Few things can have such a powerful impact, both good and bad, on the potential success of an enterprise than 'the way we do things around here'.
Yet many people leave this to chance ... as brand strategist & speaker Gary Bertwhistle says 'Marketing is what happens in a potential customers mind when they hear your name. The goal of marketing is to influence what things are correlated with your name in the minds of your customers". The same is true for culture. In a sense your brand is what people outside the company think of you, your culture is what the people in your company think of you.
So how do you build a successful culture? Most people start by drawing up a value statement that reflects the type of place they want to run. Often this is driven by bad experiences at earlier work places and a desire to build a "better place to work". This can be a very powerful document but if, and only if, you succeed in creating something that is unique and compelling.
The trap that I see too many companies fall into is to write a values statement that echoes a broader moral view on what a company "should" be like to work in. Teamwork, respect, integrity, commitment etc are all words that show up time and time again. All of these are vital to a good workplace but ask yourself this "what behaviour does this really capture? and will I fire someone for not displaying it?"
True values are the behaviours and skills that we value above all else. Force yourself to think really deeply about what really matters to you in your workplace - and it needs to be something that you can live every day, not something that you aspire to on your best days. The reward if you get it right is a document that will automatically resonate with the people you want working for you. This will also translate into your customers - people don't buy what you sell, they buy why you sell it.
As a great example of this philosophy in practice see Tony Hsieh's book 'Delivering Happiness' on building the online shoe retailer Zappos - and see the incredible lengths that they go to in preserving their company culture as the long term driver of their success.
Your company values should not change very often so the second part of creating a strong culture is building into your organisation a cadence that brings that culture to life.

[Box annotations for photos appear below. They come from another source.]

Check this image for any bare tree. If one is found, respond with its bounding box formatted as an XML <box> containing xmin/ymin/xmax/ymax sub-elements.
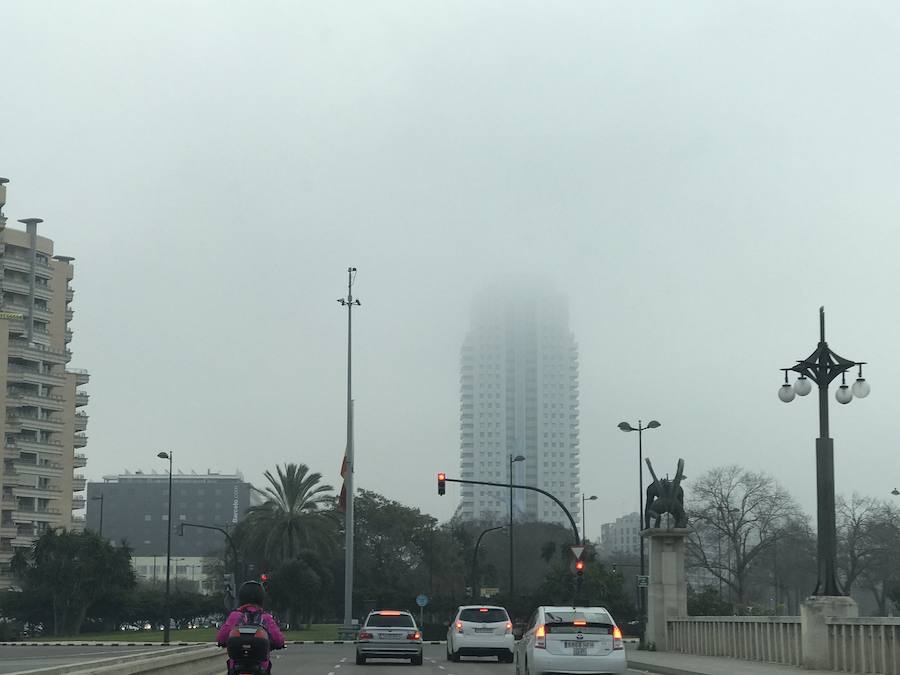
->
<box><xmin>836</xmin><ymin>492</ymin><xmax>883</xmax><ymax>593</ymax></box>
<box><xmin>687</xmin><ymin>465</ymin><xmax>805</xmax><ymax>604</ymax></box>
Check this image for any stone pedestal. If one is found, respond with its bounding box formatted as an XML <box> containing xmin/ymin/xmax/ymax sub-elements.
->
<box><xmin>641</xmin><ymin>528</ymin><xmax>690</xmax><ymax>651</ymax></box>
<box><xmin>800</xmin><ymin>595</ymin><xmax>859</xmax><ymax>670</ymax></box>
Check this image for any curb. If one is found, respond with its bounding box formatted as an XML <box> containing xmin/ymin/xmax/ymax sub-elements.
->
<box><xmin>626</xmin><ymin>657</ymin><xmax>697</xmax><ymax>675</ymax></box>
<box><xmin>0</xmin><ymin>640</ymin><xmax>447</xmax><ymax>648</ymax></box>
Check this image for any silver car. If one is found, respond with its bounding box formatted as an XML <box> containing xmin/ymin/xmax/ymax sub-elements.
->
<box><xmin>356</xmin><ymin>609</ymin><xmax>422</xmax><ymax>666</ymax></box>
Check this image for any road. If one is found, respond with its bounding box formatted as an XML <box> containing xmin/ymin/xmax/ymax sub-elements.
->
<box><xmin>264</xmin><ymin>645</ymin><xmax>643</xmax><ymax>675</ymax></box>
<box><xmin>0</xmin><ymin>645</ymin><xmax>660</xmax><ymax>675</ymax></box>
<box><xmin>0</xmin><ymin>645</ymin><xmax>169</xmax><ymax>673</ymax></box>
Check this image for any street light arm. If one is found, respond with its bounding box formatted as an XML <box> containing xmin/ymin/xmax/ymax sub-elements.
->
<box><xmin>444</xmin><ymin>478</ymin><xmax>581</xmax><ymax>546</ymax></box>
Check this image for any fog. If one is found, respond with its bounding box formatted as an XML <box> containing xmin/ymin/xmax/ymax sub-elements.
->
<box><xmin>0</xmin><ymin>0</ymin><xmax>900</xmax><ymax>537</ymax></box>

Cadence is a musical and cycling term that means 'a balanced, rhythmic flow'. Your cadence is your heartbeat and it is how you integrate the day to day with your longer term plans.
The trick to making it work is to create a regular rhythm that you use to discuss issues at the appropriate horizon of focus. Obviously all organisations are different and casual, or flexible arrangement, staff can make this more difficult but the core idea is as follows:
- Once a week meet with the people that report to you for a 30 minute operational review. Get them to bring to that meeting 3 lists. What they achieved, what is working well and what is not. Spend the first 10 minutes just listening to them explain their experiences for the week (this step alone will transform many managers relationship with their staff). Spend the next 10 mins discussing some of the issues arising out of their experiences. Spend the last 10 mins agreeing on some things that you can both take away from the meeting. Require the people who report to you to have the same meeting with any people that they look after - and ask them how they are going with it during your meetings with them.
- Once a month, at the same time (this is a really important point) follow on from the 30 min operational review with another 30 mins spent looking entirely at their development. This is essentially a 'coaching' session. The idea here is not to focus on what they need to do in the business per se - but instead purely on what they need to learn or develop to become better at their chosen career path. Even with staff who are not necessarily "career" staff the results of giving people a forum in which to talk about their own development can lead to enormous leaps in motivation as people see their work as an opportunity to develop further as an individual.
- Once or twice a year replace the coaching session with a "checkin" where you step back and assess what the individual has been able to contribute to the organisation. Prior to the meeting ask them to rate themselves on contribution to results (what has been achieved) and relationships (how things have been achieved), and you do the same. Then compare your ratings and discuss why they are aligned, or not. This step essentially provides a "calibration" for expectations and understanding what is happening over the longer term.
One of the key elements that makes this plan work is sticking to an agreed time for all three meetings. This is what creates a rhythm - regular meetings with regular intervals where the horizon of focus shifts up as required. At first you will find it very difficult to find the time and will struggle to keep the meetings consistently, but persevere. It takes several weeks to build up trust and allow people to bring real issues to the table. If you stick to it though you will find it becoming easier and easier and it will work as a really effective catch process for issues that used to arise during the week and catch you totally unprepared. Once people know they have a reliable place to discuss issues they will simply make a note and raise it with you at the right time. And you will be amazed what you learn from your people ... in almost every business there are opportunities for improvement sitting right in front of you - just waiting for a forum to take advantage of them.
Put in place a clear, and compelling, set of values that you back up with a cadence built on regular focussed meetings and you will find your company culture beating strongly at the heart of everything your people do.